Atualmente, o desejo de conhecimento das religiões e
dos fenômenos religiosos, não é uma curiosidade exclusivamente de religiosos e
estudantes das religiões, mas sim, da sociedade em geral. Ambos querem conhecer
as diferentes religiões, sua história e seu papel nas sociedades atuais. Isso
acontece, uma vez que, vivemos em sociedades cada vez mais plurais,
multiculturais e multireligiosos, onde o conhecimento da religião do outro
contribui em larga escala para o cultivo e a prática da tolerância religiosa.
Religiosos, leigos, estudantes, questionam sem
cessar a procura de respostas que apesar de vários estudos não se encontrou uma
resposta em definitivo. É comum em conversas/debates surgirem ainda essas
questões: Por que a religião? Por que as pessoas tem necessidade de crer? Como
podemos acreditar em tais coisas? Existe algo de comum entre as religiões? Para tentar responder estas questões
estudiosos de várias áreas tem produzido obras no sentido satisfazer as mentes
mais inquietas no que tange aos questionamentos de foro religioso. Em muitas
das obras procura-se descobrir, como no curso da história da humanidade, o
homem tem concebido o sentido da vida e do mundo, as normas e os valores, o bem
e o mal, o justo e o injusto, a felicidade e a infelicidade, o sofrimento e a
morte.
Entretanto, para que possamos entender melhor esses
questionamentos, é preciso mergulhar um pouco na história das concepções
ocidentais sobre a evolução religiosa da humanidade. Ao fazermos isso,
constamos que existem duas teses que se defrontam:
a) A da existência de um monoteísmo original que teria sido perdido e depois redescoberto por meio da revelação divina;
b) A de uma evolução progressiva desde as religiões primitivas até as religiões monoteístas.

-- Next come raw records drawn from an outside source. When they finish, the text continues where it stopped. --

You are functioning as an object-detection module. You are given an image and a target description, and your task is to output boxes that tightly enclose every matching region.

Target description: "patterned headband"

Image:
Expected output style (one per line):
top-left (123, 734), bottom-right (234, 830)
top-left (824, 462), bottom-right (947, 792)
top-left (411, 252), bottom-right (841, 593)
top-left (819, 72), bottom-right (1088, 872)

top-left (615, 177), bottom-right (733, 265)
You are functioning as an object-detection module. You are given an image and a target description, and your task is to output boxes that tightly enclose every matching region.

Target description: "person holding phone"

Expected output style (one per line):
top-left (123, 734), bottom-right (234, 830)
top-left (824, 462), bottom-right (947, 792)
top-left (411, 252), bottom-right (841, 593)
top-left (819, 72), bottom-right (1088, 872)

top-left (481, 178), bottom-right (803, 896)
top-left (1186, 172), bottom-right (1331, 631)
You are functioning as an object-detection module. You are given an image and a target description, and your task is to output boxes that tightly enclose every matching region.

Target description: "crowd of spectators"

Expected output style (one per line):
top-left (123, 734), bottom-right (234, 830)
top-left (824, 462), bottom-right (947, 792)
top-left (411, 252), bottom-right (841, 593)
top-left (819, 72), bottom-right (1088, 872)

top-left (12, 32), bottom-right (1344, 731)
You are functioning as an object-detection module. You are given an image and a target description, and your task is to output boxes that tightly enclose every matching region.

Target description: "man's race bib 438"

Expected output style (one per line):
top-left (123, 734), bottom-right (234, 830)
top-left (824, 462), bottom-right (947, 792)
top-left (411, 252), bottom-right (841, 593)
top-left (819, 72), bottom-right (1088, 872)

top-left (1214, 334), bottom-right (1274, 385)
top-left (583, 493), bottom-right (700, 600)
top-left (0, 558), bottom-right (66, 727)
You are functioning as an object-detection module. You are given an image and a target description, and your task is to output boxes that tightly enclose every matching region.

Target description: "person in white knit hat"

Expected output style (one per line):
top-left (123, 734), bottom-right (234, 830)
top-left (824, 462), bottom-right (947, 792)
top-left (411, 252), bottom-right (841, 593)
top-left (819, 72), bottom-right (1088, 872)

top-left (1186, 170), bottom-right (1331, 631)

De acordo com Maycon Assunção (2016, p. 23), “as religiões
monoteístas professam a crença em um Deus, único, transcendente, distinto e superior ao universo e
pessoal. As grandes religiões monoteístas são o judaísmo e o cristianismo, que
professam a existência de um só Deus, apesar de reconhecer como mistério três
pessoas dividas – e o islamismo”, enquanto que para Konings et all (1997, p. 90),“as religiões ditas
primitivas expressam a sacralidade de modo acrítica e pré-reflexiva [...] São
geralmente de alto teor mágico [...] entre as religiões primitivas, podemos
classificar, por exemplo, o animismo, (visão de mundo e que entidades
não-humanas,animais, plantas, objetos inanimados ou fenômenos possuem uma essência espiritual), o fetichismo (culto de objetos
que se supõe representarem entidades espirituais e possuírem poderes de magia),
o politeísmo (sistema ou crença religiosa
que admite mais de um deus), e o totemismo (conjunto de ideias e práticas baseadas na crença da existência de um
parentesco místico entre seres humanos e objetos naturais, como animais e
plantas) nas suas várias formas.”
A tese dominante no século XVIII, segundo Lambert, é
a primeira já mencionada acima. Essa tese é de origem cristã, e, segundo ela,
primeiro a humanidade teria sido monoteísta (existência de um Deus único), e
depois, devido a uma decadência original, teria dedicado ao culto de animais,
às forças naturais, aos ídolos e às múltiplas divindades antes que o
cristianismo fosse revelado. Entretanto, em 1757, o filósofo e historiador
escocês, David Hume (1711-1776), em sua obra História natural da religião[4],
substitui a teoria do monoteísmo original para o politeísmo original. Segundo
ele:
A doutrina de um Deus supremo e único autor
da natureza é muito antiga e propagou-se entre as nações importantes e
populosas, onde homens de todas as classes e de todas as posições sociais a
abraçaram. Mas aquele que pensar que seu êxito se deve à força predominante das
razões invencíveis, sobre as quais indubitavelmente funda mostra-se pouco
familiarizado com a ignorância e a estupidez das pessoas e seus incuráveis
preconceitos a favor de suas superstições particulares. (HUME, 2005, p. 59).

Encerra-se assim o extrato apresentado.